Pero no termina la frase. Uno de los arqueros le ha disparado con el mismo acierto con el que él acaba de ensartar al guía del elefante. Un dardo se acerca a toda velocidad y todo lo que puede hacer Terebelio es echarse al suelo, pero no es lo suficientemente rápido y el dardo le alcanza en el hombro.
—¡Mierda! —dice Quinto mientras se levanta—. ¡Por los dioses!
Le habían dado. Una flecha. Se puso en pie. Bien. Sacudió la cabeza. Los elefantes. Ya habían pasado. Unos se perdían por los pasillos. Terebelio vio cómo decenas, centenares de flechas y lanzas caían sobre los animales, sus guías y sus arqueros como una lluvia sin fin. Otros animales habían retrocedido y se volvían contra los propios cartagineses que respondían de forma similar. Pronto todas las bestias estarían muertas por unos o por otros, pero entretanto se llevarían por delante a decenas, quizá centenares de hombres. Terebelio empezó a caminar. El hombro le ardía pero no le impedía andar y no parecía perder demasiada sangre. Ya se ocuparía de la herida al final de la batalla.
—¡Mantened la formación, legionarios de la VI! ¡Mantened la formación y atravesad a esos malditos elefantes con todo lo que tengáis!

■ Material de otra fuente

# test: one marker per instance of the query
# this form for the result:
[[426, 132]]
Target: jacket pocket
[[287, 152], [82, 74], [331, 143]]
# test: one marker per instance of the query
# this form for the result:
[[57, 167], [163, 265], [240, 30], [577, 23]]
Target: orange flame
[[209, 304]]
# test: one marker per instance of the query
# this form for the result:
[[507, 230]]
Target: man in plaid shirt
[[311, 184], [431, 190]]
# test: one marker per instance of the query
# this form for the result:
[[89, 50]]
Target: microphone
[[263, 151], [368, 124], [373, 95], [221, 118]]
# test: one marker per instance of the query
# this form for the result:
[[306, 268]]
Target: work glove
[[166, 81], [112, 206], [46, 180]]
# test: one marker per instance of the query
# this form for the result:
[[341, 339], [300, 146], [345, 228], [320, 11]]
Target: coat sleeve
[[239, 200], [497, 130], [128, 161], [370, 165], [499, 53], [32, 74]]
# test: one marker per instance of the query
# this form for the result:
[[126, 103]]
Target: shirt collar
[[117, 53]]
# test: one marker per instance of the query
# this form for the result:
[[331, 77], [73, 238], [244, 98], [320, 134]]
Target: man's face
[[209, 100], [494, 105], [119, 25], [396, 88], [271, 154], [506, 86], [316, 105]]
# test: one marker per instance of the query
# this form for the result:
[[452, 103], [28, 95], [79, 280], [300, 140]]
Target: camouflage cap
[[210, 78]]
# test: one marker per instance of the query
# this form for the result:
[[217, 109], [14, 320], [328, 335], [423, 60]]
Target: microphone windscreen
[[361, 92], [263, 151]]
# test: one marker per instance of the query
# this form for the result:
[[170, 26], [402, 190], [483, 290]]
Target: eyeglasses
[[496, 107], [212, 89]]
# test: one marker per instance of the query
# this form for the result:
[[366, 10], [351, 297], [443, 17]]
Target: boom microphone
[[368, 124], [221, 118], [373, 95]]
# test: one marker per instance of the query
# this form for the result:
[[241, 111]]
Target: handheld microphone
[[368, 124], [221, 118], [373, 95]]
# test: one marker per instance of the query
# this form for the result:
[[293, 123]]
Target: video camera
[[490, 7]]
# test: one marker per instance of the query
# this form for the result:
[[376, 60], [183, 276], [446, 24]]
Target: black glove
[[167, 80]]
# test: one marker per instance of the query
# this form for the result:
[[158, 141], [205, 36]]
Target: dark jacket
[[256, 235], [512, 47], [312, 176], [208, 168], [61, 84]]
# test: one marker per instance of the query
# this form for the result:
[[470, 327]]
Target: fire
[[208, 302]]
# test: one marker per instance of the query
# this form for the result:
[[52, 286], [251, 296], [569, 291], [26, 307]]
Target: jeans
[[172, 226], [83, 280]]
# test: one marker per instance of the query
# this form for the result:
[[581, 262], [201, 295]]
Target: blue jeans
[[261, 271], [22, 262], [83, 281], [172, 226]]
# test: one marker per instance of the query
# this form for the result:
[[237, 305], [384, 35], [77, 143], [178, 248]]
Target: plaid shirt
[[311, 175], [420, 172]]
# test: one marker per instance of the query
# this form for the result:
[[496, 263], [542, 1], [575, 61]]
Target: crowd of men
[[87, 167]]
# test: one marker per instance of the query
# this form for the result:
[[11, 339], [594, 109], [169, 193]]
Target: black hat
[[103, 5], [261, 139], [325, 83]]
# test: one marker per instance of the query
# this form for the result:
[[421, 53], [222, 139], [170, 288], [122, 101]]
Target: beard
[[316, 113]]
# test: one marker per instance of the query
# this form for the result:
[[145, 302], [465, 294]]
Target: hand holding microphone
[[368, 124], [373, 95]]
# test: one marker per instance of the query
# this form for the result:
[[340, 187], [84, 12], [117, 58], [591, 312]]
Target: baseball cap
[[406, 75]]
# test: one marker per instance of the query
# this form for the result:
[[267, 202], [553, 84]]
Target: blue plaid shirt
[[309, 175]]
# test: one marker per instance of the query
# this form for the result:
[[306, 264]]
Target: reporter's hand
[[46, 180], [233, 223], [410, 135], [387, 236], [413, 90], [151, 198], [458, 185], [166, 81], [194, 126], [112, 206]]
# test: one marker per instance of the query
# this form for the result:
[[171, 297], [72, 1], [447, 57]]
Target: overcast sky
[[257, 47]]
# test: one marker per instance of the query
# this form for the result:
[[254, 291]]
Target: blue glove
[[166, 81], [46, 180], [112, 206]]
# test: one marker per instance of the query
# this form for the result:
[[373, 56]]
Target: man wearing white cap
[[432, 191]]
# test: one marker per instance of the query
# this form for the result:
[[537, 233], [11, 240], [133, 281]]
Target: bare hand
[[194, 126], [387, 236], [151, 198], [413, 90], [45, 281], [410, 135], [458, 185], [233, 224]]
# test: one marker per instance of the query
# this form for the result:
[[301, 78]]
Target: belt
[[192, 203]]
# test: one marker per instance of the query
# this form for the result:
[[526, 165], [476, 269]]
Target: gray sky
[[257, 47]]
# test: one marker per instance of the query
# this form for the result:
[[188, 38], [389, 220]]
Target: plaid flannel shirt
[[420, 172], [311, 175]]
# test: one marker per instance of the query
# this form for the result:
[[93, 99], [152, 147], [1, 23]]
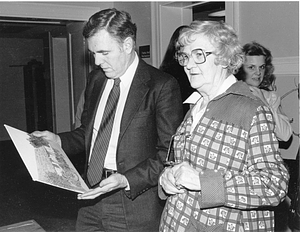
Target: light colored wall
[[15, 52], [141, 15], [273, 24], [276, 26]]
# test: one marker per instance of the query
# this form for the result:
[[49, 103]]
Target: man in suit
[[148, 112]]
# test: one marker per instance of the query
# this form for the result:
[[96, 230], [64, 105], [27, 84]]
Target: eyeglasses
[[198, 55]]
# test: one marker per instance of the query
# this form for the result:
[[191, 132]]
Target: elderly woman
[[228, 172], [257, 72]]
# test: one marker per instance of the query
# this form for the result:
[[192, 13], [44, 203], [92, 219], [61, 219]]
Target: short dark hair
[[117, 23], [222, 36], [256, 49]]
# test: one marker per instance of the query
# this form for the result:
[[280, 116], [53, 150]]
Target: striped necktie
[[96, 165]]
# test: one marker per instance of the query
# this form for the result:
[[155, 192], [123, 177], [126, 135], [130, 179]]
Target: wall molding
[[286, 65], [53, 10]]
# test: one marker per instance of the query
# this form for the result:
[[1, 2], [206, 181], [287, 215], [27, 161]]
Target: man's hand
[[115, 181], [186, 176], [49, 136], [168, 182]]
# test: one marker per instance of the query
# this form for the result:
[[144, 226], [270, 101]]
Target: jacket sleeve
[[263, 182], [168, 116]]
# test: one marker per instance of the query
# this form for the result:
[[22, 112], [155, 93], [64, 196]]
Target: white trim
[[286, 65], [46, 10]]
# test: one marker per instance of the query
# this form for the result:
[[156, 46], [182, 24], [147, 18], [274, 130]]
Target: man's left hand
[[115, 181]]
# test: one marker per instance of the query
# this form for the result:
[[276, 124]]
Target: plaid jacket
[[242, 174]]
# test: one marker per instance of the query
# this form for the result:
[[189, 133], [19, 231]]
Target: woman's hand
[[186, 176]]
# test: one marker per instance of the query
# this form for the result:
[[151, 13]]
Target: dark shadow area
[[23, 199]]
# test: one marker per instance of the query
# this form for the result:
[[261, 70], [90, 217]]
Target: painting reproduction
[[46, 161]]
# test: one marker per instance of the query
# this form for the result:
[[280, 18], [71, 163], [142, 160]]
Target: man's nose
[[258, 71]]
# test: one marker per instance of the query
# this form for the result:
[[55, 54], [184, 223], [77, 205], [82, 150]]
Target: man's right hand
[[49, 136]]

Quinto Terebelio gritaba sus órdenes emergiendo entre la polvareda que los elefantes habían levantado a su paso. Los hastati de la VI le recibieron como un espectro que regresa de entre los muertos. Y le obedecían. Le obedecían. Es difícil no obedecer a un centurión que te da órdenes en pie, con firmeza, a gritos, cuando éste tiene una flecha clavada en la espalda y sigue luchando como si nada.
Retaguardia romana
Publio contemplaba cómo sus tropas digerían la embestida de elefantes más terrible a la que nunca jamás se habían enfrentado las legiones de Roma. Contrariamente a todo lo esperable, Cayo Valerio y Quinto Terebelio parecían haber sobrevivido a la estampida bestial.
—Terebelio está herido —comentó Marco al procónsul
—Pero no muerto —respondió Publio—. Una flecha no bastará para frenarle —añadió el general con orgullo. Con aquellos oficiales la victoria, la imposible victoria aún era posible.
Los elefantes habían penetrado hasta las hileras de manípulos de principes y triari en segunda y tercera línea de combate. Y allí, bajo las instrucciones de Digicio, Mario, Marcio y Silano, las bestias estaban siendo acribilladas con dardos y pila, aunque los animales tardaban en morir y heridos eran aún más peligrosos. En su dolor los paquidermos se revolvían sin rumbo fijo y embestían a todos los que se encontraban a su paso. Los legionarios caían por decenas, heridos, pisoteados, ensartados por sus colmillos, golpeados por sus trompas, atravesados por los dardos de los arqueros púnicos, aunque éstos cada vez eran más cadáveres inertes sobre las bestias moribundas, víctimas de las armas arrojadizas de los propios legionarios. Al final, algunos animales, medio arrastrándose, cubiertos de sangre suya y de sangre cartaginesa, embadurnadas sus pezuñas hasta las mismísimas descomunales rodillas con sangre romana, alcanzaban el final de la formación romana y se perdían lentamente más allá de los triari.
—¿Qué haremos con aquellos animales que huyen? —preguntó Marco.
—Los dejaremos morir en paz o salvarse, quién sabe. Quizá sean los únicos que sobrevivan a esta batalla. Nosotros ahora tenemos otros enemigos de los que ocuparnos.